Crash reports are not automatically sent anywhere off your machine.
Crash reports are only generated the next time Ghostty is started after a crash. If Ghostty crashes and you want to generate a crash report, you must restart Ghostty at least once. You should see a message in the log that a crash report was generated.
[!NOTE]
Use the
ghostty +crash-reportCLI command to get a list of available crash reports. A future version of Ghostty will make the contents of the crash reports more easily viewable through the CLI and GUI.
Crash reports end in the .ghosttycrash extension. The crash reports are in
Sentry envelope format.

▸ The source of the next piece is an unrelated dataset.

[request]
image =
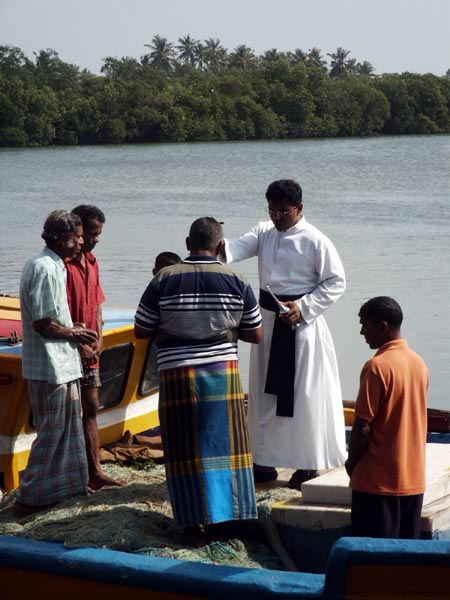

You can
upload these to your own Sentry account to view their contents, but the format
is also publicly documented so any other available tools can also be used.
The ghostty +crash-report CLI command can be used to list any crash reports.
A future version of Ghostty will show you the contents of the crash report
directly in the terminal.
To send the crash report to the Ghostty project, you can use the following CLI command using the Sentry CLI:
SENTRY_DSN=https://e914ee84fd895c4fe324afa3e53dac76@o4507352570920960.ingest.us.sentry.io/4507850923638784 sentry-cli send-envelope --raw <path to ghostty crash>
[!WARNING]
The crash report can contain sensitive information. The report doesn't purposely contain sensitive information, but it does contain the full stack memory of each thread at the time of the crash. This information is used to rebuild the stack trace but can also contain sensitive data depending on when the crash occurred.